İzmir depreminin 3’üncü yıl dönümünde hayatını kaybedenler için yapılan açıklamada, sonuçlanan davalarda caydırıcı cezalar çıkmadığına dikkat çekerek, depremin değil binaların ölümlere yol açtığı belirtildi
İzmir’in Seferihisar ilçesi açıklarında 30 Ekim 2020 tarihinde meydana gelen 6,6 büyüklüğündeki depremin üçüncü yılında, hayatını kaybeden 117 kişi anma düzenlendi.
İzmir Barosu ve yakınları kaybeden aileler Bayraklı’da bulunan Baro Bahçe’de bir araya geldi. Burada konuşan İzmir Barosu Başkanı Sefa Yılmaz, “Ne yazık ki hep söylüyoruz, deprem öldürmüyor, bina öldürüyor. Ama binanın yanında başka şeylerde öldürüyor, ihmal, liyakatsizlik, denetimsizlik, hepsi bir araya geldiği zaman can kaybı daha da artmaya devam ediyor” ifadelerini kullandı.

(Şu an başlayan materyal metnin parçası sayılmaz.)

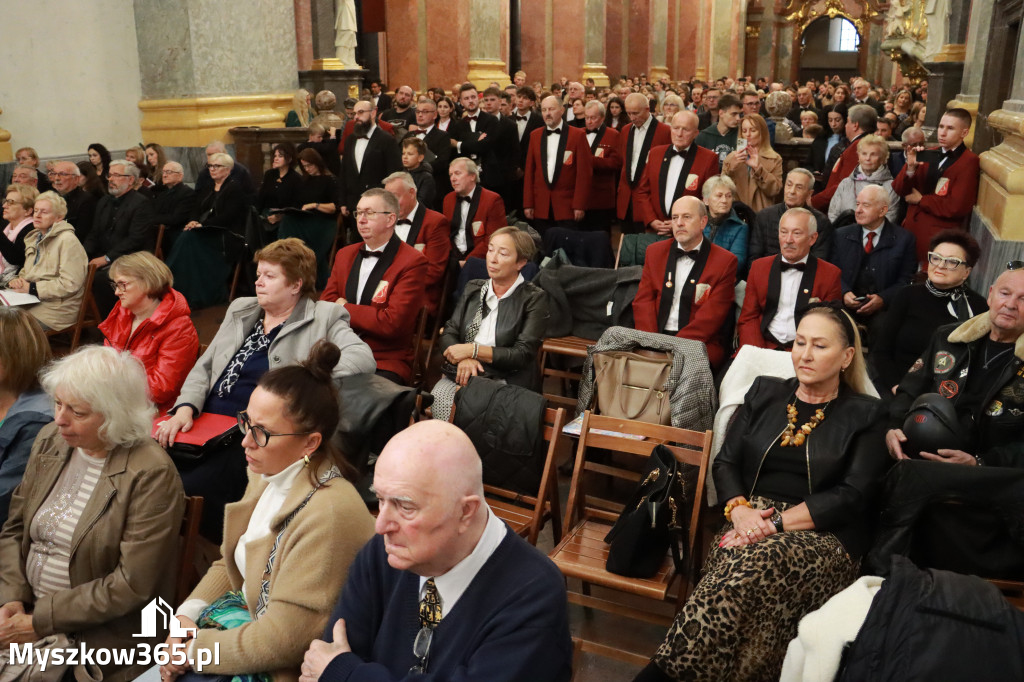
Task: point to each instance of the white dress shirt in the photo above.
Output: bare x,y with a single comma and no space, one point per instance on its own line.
454,584
360,147
488,326
783,325
638,135
683,267
402,230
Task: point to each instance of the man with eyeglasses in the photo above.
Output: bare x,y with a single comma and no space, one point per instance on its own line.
381,282
124,223
81,204
444,591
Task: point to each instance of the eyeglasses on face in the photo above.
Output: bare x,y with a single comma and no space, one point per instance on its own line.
938,260
260,435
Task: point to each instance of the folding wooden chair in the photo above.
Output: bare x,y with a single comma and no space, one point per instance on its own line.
583,552
88,313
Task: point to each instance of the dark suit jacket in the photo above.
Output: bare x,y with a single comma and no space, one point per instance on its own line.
486,213
649,194
657,134
945,205
607,165
380,160
175,206
385,316
764,233
892,261
763,287
572,174
122,225
431,236
708,309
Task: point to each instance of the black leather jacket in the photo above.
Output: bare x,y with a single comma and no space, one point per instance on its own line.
846,454
522,324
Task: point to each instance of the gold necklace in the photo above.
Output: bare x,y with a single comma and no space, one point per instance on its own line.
795,438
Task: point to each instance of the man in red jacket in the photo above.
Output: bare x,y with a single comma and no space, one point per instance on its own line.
673,170
862,120
941,192
473,212
603,142
688,284
779,286
427,231
381,284
636,140
558,170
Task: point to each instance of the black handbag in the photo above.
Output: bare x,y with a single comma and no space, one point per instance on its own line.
652,521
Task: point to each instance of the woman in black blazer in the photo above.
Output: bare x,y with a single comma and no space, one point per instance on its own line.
497,326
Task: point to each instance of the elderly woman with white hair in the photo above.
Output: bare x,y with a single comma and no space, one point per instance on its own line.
55,264
94,523
872,153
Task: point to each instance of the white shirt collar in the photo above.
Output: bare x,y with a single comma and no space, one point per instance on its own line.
454,584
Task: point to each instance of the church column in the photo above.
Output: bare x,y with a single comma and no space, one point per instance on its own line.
485,64
197,84
593,57
658,34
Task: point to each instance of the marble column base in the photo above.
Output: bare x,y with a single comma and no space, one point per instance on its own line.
198,121
598,72
482,72
344,83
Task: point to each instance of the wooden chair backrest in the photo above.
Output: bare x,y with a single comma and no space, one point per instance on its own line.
692,448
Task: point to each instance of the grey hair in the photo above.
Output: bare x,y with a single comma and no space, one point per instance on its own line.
400,176
712,184
130,168
110,382
812,222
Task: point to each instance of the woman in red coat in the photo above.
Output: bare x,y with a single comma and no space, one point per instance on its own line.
152,321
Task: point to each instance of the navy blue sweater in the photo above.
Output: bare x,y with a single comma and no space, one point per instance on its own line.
510,624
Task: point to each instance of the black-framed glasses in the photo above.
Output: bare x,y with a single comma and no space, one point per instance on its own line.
947,263
260,435
421,648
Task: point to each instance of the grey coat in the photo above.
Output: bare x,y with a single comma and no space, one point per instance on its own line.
309,322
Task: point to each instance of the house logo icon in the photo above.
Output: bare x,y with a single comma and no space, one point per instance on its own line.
157,616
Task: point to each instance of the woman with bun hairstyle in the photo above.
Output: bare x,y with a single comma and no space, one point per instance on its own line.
300,513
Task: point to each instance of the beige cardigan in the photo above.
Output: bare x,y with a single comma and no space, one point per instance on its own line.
309,570
59,274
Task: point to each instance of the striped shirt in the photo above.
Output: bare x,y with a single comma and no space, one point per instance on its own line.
53,525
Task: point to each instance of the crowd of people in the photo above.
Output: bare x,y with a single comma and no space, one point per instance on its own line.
446,200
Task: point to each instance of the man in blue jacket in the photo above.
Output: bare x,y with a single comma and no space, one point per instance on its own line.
444,591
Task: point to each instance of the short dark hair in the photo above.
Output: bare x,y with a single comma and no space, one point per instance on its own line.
961,239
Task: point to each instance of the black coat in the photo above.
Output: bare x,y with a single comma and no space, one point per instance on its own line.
846,454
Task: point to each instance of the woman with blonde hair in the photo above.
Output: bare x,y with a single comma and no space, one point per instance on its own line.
757,169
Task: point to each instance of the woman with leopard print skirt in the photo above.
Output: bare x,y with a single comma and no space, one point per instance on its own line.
799,470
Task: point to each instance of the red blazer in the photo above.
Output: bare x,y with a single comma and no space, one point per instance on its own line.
487,209
385,316
657,134
944,208
607,165
708,311
649,195
822,285
572,175
847,163
431,236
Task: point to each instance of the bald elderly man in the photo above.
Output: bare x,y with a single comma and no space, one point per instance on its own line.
445,590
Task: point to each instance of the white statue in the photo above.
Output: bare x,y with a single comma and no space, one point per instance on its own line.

Çocuklarımın fotoğrafını koyamayacağım
Açıklamanın ardından Baro Bahçe’den depremde yıkılan Rızabey apartmanının bulunduğu alana yürüyen kitle, burada açıklama yaptı. Çocukları Lena ve Vera’yı depremde kaybeden Nilay Yücel, Bayraklı Belediyesi’nin apartman önüne geçici olarak koyduğu anıta tepki göstererek, “Çocuklarımın fotoğrafını o anıta koymayacağım. Bayraklı Belediyesi, İzmir Büyükşehir Belediyesi sorumluluklarını yerine getirmiyor” dedi.
Önemler alınmalı
Son olarak konuşan çocukları Diren ve Feda’yı depremde kaybeden Emine Yücel ise, “Dünyada en şiddetli depremlerin meydana geldiği ülkelerde bile bizim ülkemizdeki kadar can kaybı yaşanmıyor. Çünkü bizim ülkemizde imara açılmaması gereken, deprem riski taşıyan alanlar imara açılıyor. Binalarda kullanılan malzemeler çalınıyor. Yapılar denetlenmiyor. Sorumlular hak ettikleri gibi cezalandırılmıyor” diyerek alınması gereken önlemlere dikkat çekti.
Boynumuzun borcu
Rızabey Apartmanı dışındaki deprem dosyalarında kararın açıklandığını belirten Yücel, “Rızabey Apartmanı yargılaması tüm deprem dosyaları için emsal oluşturacak bir dosyadır. Bu hukuk mücadelesinden çıkacak yargı kararı, ülkemizde deprem adı altında yaşanan katliamlara emsal oluşturacaktır. İnsan hayatı yerine beton sevdalılarının rantlarını koruyan, suçlarına ortak olan, siyasiler, kamu görevlileri, yargı mensupları, ölen her canın ve bundan sonra ölecek her canın asıl sorumluları sizlersiniz, sizleri takip edip, teşhir etmek de bizim boynumuzun borcudur” dedi.